RJL et la Journée de Jérusalem

Dans les années 1980-90, l’essor du judaïsme montpelliérain, lié à la montée en puissance de Frêche, se cristallisa autour de la création de Radio Juive languedocienne, aujourd’hui Radio Aviva, co-fondée par le Professeur Carol Iancu auquel l’on doit aussi la découverte du mikvé médiéval de la ville, et qui créera à l’Université Paul Valéry, le Centre de Recherches et d’études juives et hébraïques (CREJH).

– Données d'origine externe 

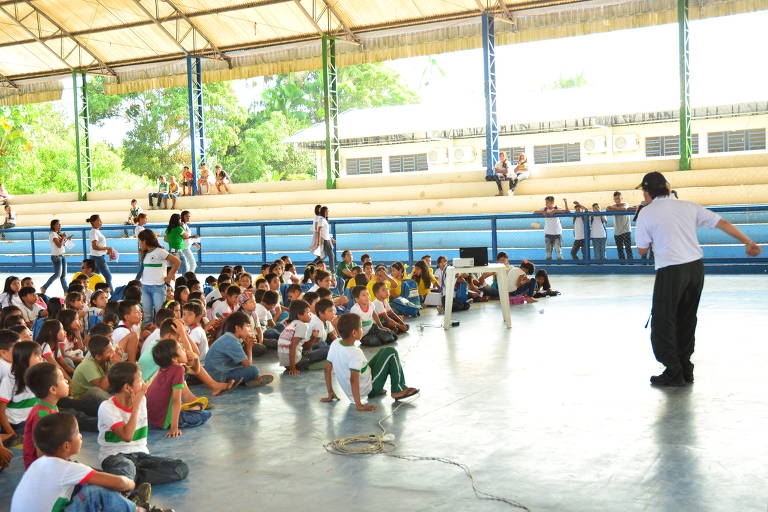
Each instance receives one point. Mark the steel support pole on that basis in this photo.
(82, 134)
(196, 119)
(685, 90)
(489, 79)
(331, 106)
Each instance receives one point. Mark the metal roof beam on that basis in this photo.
(33, 21)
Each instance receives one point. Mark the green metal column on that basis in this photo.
(331, 104)
(82, 134)
(685, 90)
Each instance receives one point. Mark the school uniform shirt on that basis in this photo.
(596, 227)
(345, 360)
(221, 309)
(621, 222)
(101, 241)
(263, 315)
(30, 314)
(670, 225)
(38, 412)
(155, 267)
(366, 316)
(55, 250)
(552, 225)
(48, 485)
(160, 395)
(113, 415)
(224, 355)
(578, 228)
(199, 338)
(296, 329)
(17, 405)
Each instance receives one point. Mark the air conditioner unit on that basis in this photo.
(626, 142)
(438, 156)
(594, 145)
(464, 154)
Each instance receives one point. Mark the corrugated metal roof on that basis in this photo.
(126, 39)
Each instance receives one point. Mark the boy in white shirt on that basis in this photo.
(553, 229)
(123, 429)
(374, 334)
(50, 481)
(357, 376)
(384, 311)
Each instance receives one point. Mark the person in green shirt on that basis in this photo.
(175, 235)
(90, 378)
(345, 266)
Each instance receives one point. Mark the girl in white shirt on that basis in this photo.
(57, 239)
(597, 233)
(98, 249)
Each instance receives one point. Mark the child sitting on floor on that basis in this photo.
(47, 382)
(169, 390)
(54, 482)
(123, 430)
(356, 375)
(374, 333)
(381, 308)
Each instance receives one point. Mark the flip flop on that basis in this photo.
(408, 393)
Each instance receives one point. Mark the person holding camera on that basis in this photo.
(58, 239)
(669, 225)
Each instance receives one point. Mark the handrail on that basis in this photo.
(408, 221)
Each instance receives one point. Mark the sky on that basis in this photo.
(725, 63)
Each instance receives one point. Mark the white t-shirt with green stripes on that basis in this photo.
(17, 405)
(112, 415)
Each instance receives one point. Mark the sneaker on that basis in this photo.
(141, 495)
(669, 378)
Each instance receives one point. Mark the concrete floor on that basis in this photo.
(555, 412)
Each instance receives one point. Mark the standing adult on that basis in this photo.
(669, 226)
(57, 239)
(187, 257)
(500, 172)
(325, 236)
(156, 275)
(99, 249)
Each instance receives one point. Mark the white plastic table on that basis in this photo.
(501, 279)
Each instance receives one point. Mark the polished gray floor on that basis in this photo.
(555, 412)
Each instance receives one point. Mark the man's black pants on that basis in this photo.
(676, 295)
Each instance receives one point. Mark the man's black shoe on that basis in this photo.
(669, 378)
(688, 372)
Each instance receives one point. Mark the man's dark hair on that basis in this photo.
(164, 352)
(7, 339)
(236, 319)
(97, 345)
(348, 322)
(40, 378)
(120, 374)
(52, 431)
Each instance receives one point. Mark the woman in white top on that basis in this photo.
(154, 278)
(10, 219)
(597, 233)
(324, 231)
(99, 249)
(187, 257)
(57, 239)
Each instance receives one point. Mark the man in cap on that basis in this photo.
(669, 225)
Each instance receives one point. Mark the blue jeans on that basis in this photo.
(152, 299)
(59, 272)
(247, 373)
(598, 248)
(93, 498)
(103, 269)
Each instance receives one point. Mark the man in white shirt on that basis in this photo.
(669, 226)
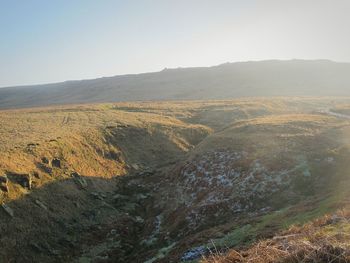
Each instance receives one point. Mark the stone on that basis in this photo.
(45, 160)
(4, 183)
(40, 204)
(79, 180)
(24, 180)
(8, 210)
(56, 163)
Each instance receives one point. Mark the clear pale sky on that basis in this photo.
(45, 41)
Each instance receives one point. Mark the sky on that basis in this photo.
(45, 41)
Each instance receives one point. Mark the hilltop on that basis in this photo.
(172, 181)
(226, 81)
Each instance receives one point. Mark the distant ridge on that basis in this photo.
(225, 81)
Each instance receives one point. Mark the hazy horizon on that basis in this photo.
(49, 42)
(168, 68)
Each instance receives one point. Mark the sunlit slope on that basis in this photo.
(167, 181)
(258, 176)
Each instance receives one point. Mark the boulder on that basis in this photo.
(56, 163)
(8, 210)
(4, 183)
(79, 180)
(24, 180)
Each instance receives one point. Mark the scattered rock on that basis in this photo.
(40, 204)
(24, 180)
(4, 183)
(45, 160)
(139, 219)
(79, 180)
(8, 210)
(56, 163)
(135, 166)
(194, 253)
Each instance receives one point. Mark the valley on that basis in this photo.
(169, 181)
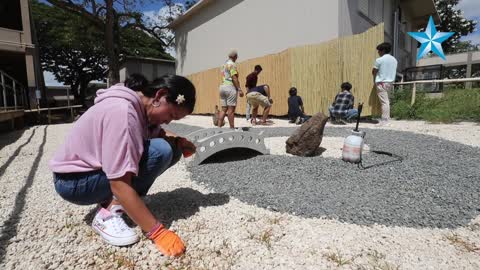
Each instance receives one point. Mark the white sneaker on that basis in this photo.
(112, 228)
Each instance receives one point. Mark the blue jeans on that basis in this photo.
(349, 115)
(94, 187)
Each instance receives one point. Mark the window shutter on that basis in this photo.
(363, 7)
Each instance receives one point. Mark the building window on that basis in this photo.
(11, 15)
(372, 9)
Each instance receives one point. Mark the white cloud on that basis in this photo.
(158, 17)
(470, 8)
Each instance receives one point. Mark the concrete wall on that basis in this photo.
(353, 21)
(150, 69)
(18, 43)
(255, 28)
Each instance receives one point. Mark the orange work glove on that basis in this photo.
(168, 242)
(187, 147)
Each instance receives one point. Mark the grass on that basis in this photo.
(455, 105)
(337, 258)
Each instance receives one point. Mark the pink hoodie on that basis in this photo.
(108, 136)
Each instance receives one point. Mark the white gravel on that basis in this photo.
(38, 230)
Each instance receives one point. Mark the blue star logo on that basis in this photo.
(431, 40)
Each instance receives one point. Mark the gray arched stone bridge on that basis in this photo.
(213, 140)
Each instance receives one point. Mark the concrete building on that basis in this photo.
(151, 68)
(205, 33)
(18, 55)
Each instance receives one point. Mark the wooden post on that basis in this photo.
(4, 92)
(414, 92)
(14, 95)
(69, 105)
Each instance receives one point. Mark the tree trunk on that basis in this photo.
(112, 51)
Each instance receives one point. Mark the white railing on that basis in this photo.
(414, 83)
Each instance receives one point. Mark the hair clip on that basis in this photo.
(180, 99)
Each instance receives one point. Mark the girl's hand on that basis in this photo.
(168, 242)
(186, 146)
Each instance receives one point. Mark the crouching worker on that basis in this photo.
(260, 96)
(116, 150)
(342, 106)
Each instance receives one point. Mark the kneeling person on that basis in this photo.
(259, 96)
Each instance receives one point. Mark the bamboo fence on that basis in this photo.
(317, 71)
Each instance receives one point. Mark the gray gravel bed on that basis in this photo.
(437, 184)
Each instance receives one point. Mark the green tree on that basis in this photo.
(69, 48)
(72, 48)
(453, 20)
(110, 17)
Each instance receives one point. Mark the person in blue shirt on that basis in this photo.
(342, 107)
(384, 72)
(296, 112)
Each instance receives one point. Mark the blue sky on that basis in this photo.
(471, 10)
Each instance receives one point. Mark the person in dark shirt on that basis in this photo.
(342, 106)
(251, 82)
(296, 112)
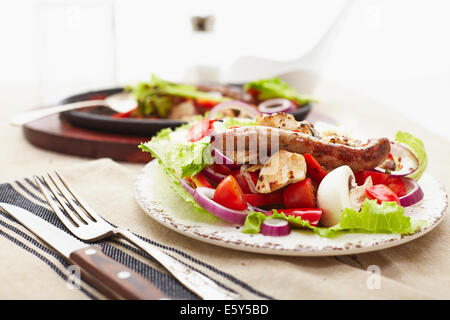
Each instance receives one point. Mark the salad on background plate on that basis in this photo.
(162, 99)
(275, 184)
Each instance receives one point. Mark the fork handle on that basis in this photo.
(123, 281)
(201, 285)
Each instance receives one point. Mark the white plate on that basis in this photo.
(161, 203)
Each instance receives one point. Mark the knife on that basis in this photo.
(107, 275)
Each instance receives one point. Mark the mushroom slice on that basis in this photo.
(337, 191)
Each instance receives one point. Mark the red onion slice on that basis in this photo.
(236, 105)
(204, 197)
(220, 158)
(276, 105)
(213, 175)
(408, 160)
(275, 227)
(414, 193)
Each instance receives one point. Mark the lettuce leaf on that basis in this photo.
(417, 147)
(387, 217)
(174, 152)
(186, 158)
(155, 96)
(276, 88)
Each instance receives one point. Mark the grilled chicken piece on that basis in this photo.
(183, 111)
(267, 141)
(285, 121)
(282, 169)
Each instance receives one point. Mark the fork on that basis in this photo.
(83, 222)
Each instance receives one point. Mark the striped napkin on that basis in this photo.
(30, 270)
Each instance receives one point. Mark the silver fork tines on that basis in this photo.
(86, 224)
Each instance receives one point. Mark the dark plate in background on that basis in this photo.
(99, 118)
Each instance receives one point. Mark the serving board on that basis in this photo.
(56, 134)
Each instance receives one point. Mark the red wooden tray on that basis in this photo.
(55, 134)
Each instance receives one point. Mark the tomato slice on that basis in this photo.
(263, 199)
(312, 215)
(229, 194)
(315, 170)
(200, 129)
(205, 103)
(300, 195)
(397, 185)
(377, 177)
(243, 182)
(200, 181)
(381, 192)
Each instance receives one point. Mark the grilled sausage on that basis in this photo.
(265, 141)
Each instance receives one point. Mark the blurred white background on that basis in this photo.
(394, 51)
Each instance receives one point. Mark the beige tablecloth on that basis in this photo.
(415, 270)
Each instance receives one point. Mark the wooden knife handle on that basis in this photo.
(123, 281)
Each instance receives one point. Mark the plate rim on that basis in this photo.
(298, 251)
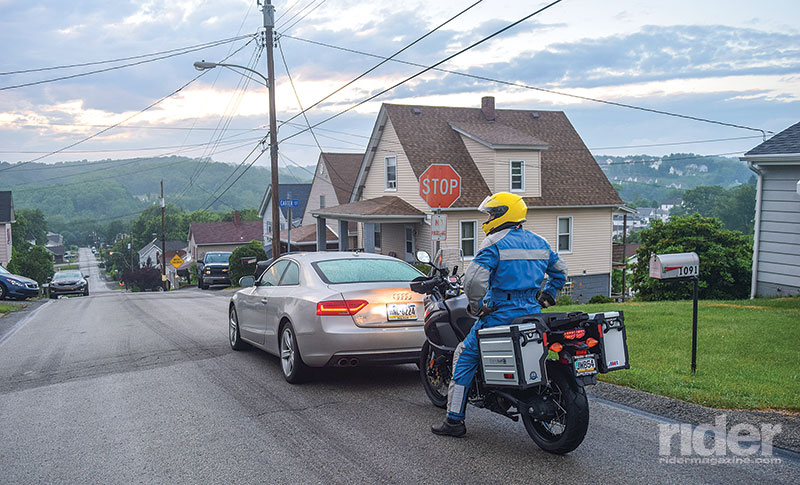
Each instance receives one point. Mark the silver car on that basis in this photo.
(337, 309)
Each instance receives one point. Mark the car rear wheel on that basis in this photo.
(295, 371)
(234, 337)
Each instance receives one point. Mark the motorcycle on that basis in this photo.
(535, 368)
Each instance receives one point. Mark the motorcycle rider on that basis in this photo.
(501, 284)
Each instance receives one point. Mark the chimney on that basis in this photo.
(487, 107)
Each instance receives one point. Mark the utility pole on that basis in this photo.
(163, 242)
(269, 23)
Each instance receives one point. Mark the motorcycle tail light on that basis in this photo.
(573, 334)
(340, 307)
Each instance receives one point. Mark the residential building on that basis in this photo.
(776, 243)
(298, 192)
(536, 154)
(221, 236)
(6, 219)
(152, 252)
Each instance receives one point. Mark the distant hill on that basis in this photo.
(102, 190)
(658, 177)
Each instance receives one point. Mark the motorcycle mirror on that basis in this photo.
(423, 257)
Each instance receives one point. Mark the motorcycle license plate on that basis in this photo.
(585, 366)
(401, 311)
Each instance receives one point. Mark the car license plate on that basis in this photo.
(401, 311)
(585, 366)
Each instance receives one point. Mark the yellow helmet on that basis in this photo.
(502, 207)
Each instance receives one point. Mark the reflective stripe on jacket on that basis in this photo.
(512, 263)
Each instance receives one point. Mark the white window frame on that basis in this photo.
(511, 175)
(559, 234)
(386, 181)
(461, 240)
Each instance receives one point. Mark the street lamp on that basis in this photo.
(273, 145)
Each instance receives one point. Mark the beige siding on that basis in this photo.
(591, 235)
(5, 244)
(320, 186)
(407, 183)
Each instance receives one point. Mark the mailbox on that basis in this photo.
(678, 265)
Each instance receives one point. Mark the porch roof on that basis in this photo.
(385, 209)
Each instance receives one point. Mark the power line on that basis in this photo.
(119, 123)
(428, 68)
(385, 60)
(113, 68)
(535, 88)
(121, 59)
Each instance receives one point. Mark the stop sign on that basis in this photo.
(440, 185)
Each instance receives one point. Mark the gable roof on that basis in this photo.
(286, 191)
(570, 175)
(343, 171)
(225, 232)
(6, 207)
(784, 143)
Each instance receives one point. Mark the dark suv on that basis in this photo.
(213, 270)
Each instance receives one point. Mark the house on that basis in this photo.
(536, 154)
(298, 192)
(6, 219)
(334, 180)
(58, 251)
(776, 243)
(152, 252)
(221, 236)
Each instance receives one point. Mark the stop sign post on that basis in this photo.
(440, 186)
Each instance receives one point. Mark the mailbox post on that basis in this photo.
(680, 267)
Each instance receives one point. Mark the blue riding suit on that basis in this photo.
(506, 275)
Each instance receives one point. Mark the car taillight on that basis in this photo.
(573, 334)
(340, 307)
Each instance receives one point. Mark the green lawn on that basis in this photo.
(6, 308)
(747, 351)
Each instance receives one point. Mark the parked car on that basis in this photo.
(69, 282)
(213, 270)
(16, 286)
(338, 309)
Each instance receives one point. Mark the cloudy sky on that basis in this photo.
(727, 60)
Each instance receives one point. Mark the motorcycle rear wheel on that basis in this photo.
(435, 376)
(566, 432)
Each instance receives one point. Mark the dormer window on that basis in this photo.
(391, 173)
(517, 175)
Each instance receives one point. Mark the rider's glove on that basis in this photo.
(482, 311)
(546, 300)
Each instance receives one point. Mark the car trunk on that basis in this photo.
(389, 304)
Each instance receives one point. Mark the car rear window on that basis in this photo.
(363, 270)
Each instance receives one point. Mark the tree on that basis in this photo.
(236, 268)
(35, 262)
(725, 259)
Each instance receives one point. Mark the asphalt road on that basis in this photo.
(143, 388)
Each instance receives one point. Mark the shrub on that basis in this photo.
(236, 268)
(725, 259)
(34, 262)
(601, 299)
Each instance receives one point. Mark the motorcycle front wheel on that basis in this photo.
(566, 431)
(435, 375)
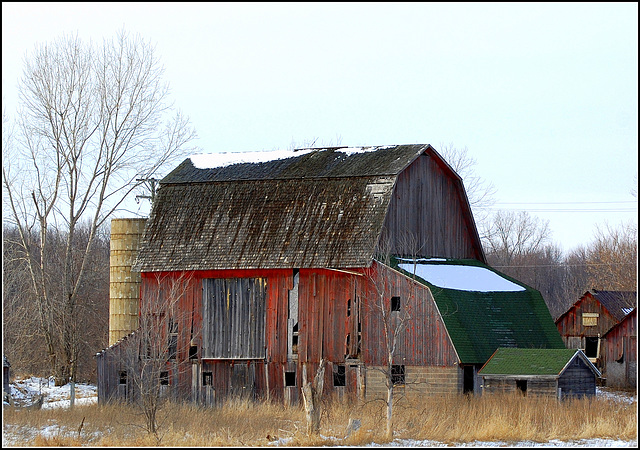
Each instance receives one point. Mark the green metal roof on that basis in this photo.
(480, 321)
(528, 361)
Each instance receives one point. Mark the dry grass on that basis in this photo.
(448, 419)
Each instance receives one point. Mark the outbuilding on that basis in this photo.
(532, 371)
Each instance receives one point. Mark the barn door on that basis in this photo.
(234, 314)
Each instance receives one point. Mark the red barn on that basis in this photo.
(620, 352)
(282, 261)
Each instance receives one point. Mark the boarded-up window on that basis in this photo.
(590, 319)
(234, 318)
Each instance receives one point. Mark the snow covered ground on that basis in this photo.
(24, 392)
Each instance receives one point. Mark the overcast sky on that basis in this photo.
(543, 96)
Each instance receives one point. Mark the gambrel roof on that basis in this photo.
(534, 362)
(618, 303)
(482, 308)
(301, 209)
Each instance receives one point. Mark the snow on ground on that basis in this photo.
(25, 391)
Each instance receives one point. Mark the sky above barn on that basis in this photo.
(543, 95)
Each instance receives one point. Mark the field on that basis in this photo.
(609, 419)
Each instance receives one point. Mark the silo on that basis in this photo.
(124, 285)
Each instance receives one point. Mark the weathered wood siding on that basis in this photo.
(570, 324)
(424, 339)
(429, 214)
(536, 386)
(577, 380)
(620, 353)
(234, 313)
(338, 320)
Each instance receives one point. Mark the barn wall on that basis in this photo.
(536, 386)
(420, 380)
(577, 380)
(337, 321)
(429, 207)
(570, 325)
(424, 341)
(620, 353)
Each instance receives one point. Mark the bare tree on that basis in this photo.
(479, 192)
(312, 397)
(612, 258)
(514, 234)
(92, 121)
(152, 360)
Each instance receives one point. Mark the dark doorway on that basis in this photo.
(591, 346)
(468, 376)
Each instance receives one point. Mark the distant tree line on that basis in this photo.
(22, 328)
(518, 245)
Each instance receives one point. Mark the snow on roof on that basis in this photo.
(212, 160)
(460, 277)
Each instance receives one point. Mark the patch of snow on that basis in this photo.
(224, 159)
(462, 278)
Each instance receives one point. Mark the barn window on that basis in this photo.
(521, 385)
(339, 375)
(397, 375)
(590, 319)
(234, 314)
(173, 338)
(289, 378)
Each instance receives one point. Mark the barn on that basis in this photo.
(620, 352)
(596, 312)
(288, 259)
(537, 372)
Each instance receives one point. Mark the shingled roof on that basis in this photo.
(483, 309)
(533, 361)
(308, 208)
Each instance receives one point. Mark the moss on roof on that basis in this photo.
(528, 361)
(480, 322)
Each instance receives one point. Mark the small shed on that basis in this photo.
(620, 352)
(585, 323)
(558, 372)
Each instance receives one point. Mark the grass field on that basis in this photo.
(447, 420)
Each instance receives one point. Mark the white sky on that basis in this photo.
(544, 96)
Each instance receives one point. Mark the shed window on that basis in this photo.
(234, 313)
(289, 378)
(339, 375)
(521, 385)
(590, 319)
(397, 375)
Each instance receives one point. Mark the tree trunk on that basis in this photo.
(312, 396)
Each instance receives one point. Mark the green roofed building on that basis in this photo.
(557, 372)
(483, 310)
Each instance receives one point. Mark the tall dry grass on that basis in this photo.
(448, 419)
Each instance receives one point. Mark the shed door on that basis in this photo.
(233, 318)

Une autre réalisation, émanant du Centre Communautaire et Culturel Juif de Montpellier (CCCJ), « La Journée de Jérusalem », rassemblement populaire, s’imposera comme un moment phare. Créé en 1978, cet événement deviendra le rendez-vous incontournable de la communauté.

Le Festival du film juif et israélien, trop tôt disparu, a eu le mérite de traiter de la diversité de la création cinématographique israélienne dans une ville à la longue mémoire sioniste : on compte quatre délégués juifs montpelliérains au Congrès de Bâle de 1897,  des tractations eurent lieu en préfecture pour le départ de l’Exodus à Sète ; le jumelage avec Tibériade témoigne d’une permanence de cette tradition.

L’Institut Maïmonide

Les années 2000 sont marquées par plusieurs événements, notamment la création d’une école et d’un collège juifs, ainsi que des délégations régionales du CRIF et du Comité Français pour Yad Vashem. Un renouveau générationnel se manifeste, dû au dynamisme du président de l’ACIM Jean-Didier Lévy, et à l’implication du rabbin Didier Kassabi.

Suite à la découverte d’un des plus anciens (XIIe siècle) Mikvaot européens, et partant du constat qu’à Montpellier, le judaïsme médiéval connut un âge d’or jusqu’aux édits d’expulsion du XIVe s, le maire Georges Frêche et l’ancien Grand Rabbin de France, René-Samuel Sirat, tous deux universitaires, créent en 2000 l’Institut Universitaire Euro-Méditerranéen Maïmonide (IUEMM) en vue de réinstaller la figure médiévale de Maïmonide dans la Ville. L’Institut qui s’est imposé dans le paysage culturel local est intégré dans l’un des deux quartiers juifs médiévaux, celui de la Barralerie où s’affrontaient- il y a 700 ans - les passions autour de la pensée maïmonidienne. Développer l’histoire et la civilisation du judaïsme et d’Israël, favoriser le dialogue interreligieux (à l’instar des échanges vers 1300 entre savants juifs et chrétiens autour du legs judéo gréco arabe), constituent les axes fondateurs de cet Institut.  

De plus, la Municipalité propose depuis 2008 avec l’aide de l’IUEMM et de la « Nouvelle Gallia Judaica », équipe CNRS également intégrée dans l’immeuble  historique  de la rue de la Barralerie (2003), et sous la responsabilité de Danièle Iancu-Agou (directrice de recherches au CNRS), sept vitrines didactiques à l’intention des passants, qui relatent l’histoire du Montpellier hébraïque. La Ville avec son maire, Hélène Mandroux, a acquis en 2008 un Mahzor du XIVe s. du rite montpelliérain et des campagnes de fouilles archéologiques se poursuivent autour de la sinagoga judeorum. C’est dire si la glorieuse histoire juive médiévale résonne « forte », comme on dit pour la musique, dans la « Ville du Mont ».

 

Michaël Iancu, d’après le Dictionnaire du Judaïsme français depuis 1944, éditions Armand Colin et Le Bord de l’Eau, 2013.